Performance is not the opposite of substance. It's the delivery system for it
This is the actual correction worth making. Composition, light, contrast, timing, all the visual craft that gets lumped under "performative" when people mean it critically, exists to do one job: get what's true about the subject out of the photographer's head and into someone else's. That's not decoration layered on top of substance. That's the mechanism by which substance actually reaches anyone at all.
A photographer who finds something real and then applies real craft to it isn't being performative in any negative sense. They're doing the entire job. The visual force isn't competing with the truth of the image, it's what makes the truth visible, felt, memorable, instead of invisible, unfelt, and forgotten in half a second of scrolling.
The actual failure mode has two names, not one
We'd argue there are two separate and equally real failures hiding inside this one overused word.
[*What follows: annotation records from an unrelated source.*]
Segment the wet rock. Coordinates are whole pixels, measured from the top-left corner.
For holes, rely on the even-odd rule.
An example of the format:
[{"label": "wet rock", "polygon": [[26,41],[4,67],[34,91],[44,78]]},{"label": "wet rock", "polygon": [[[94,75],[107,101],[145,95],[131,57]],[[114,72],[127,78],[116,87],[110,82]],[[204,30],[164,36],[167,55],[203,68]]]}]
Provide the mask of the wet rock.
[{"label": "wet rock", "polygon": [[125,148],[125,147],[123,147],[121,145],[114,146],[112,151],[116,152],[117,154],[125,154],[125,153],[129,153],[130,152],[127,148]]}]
The first is performance with nothing underneath it. All craft, no truth. This is what people are actually pointing at when they criticize "performative" images, and the criticism is fair. But the fix isn't restraint. It's a photographer who needs to find something real to say before they pick up the camera again.
The second is substance with no delivery. A meaningful subject handled with weak or careless craft, so the truth never makes it past the frame. This fails just as badly. It just fails silently, which is why almost nobody talks about it as a failure at all.
Neither one is the goal. Both are the same mistake from opposite directions, mistaking one half of the job for the whole thing.
What the job actually is
Find something with real substance. A true moment, an honest observation, something that actually happened between you and your subject, not something manufactured to look a certain way. Then bring every bit of craft you have, composition, light, timing, tonal control, all of it, to make sure that truth actually reaches the person looking at the photograph.
Neither half is optional. A meaningful subject with no visual command falls flat and nobody ever knows what they missed. A visually commanding image with nothing true underneath it falls flat too, just louder, and with a caption explaining how it was lit.
Do both. That's not performative. That's the job.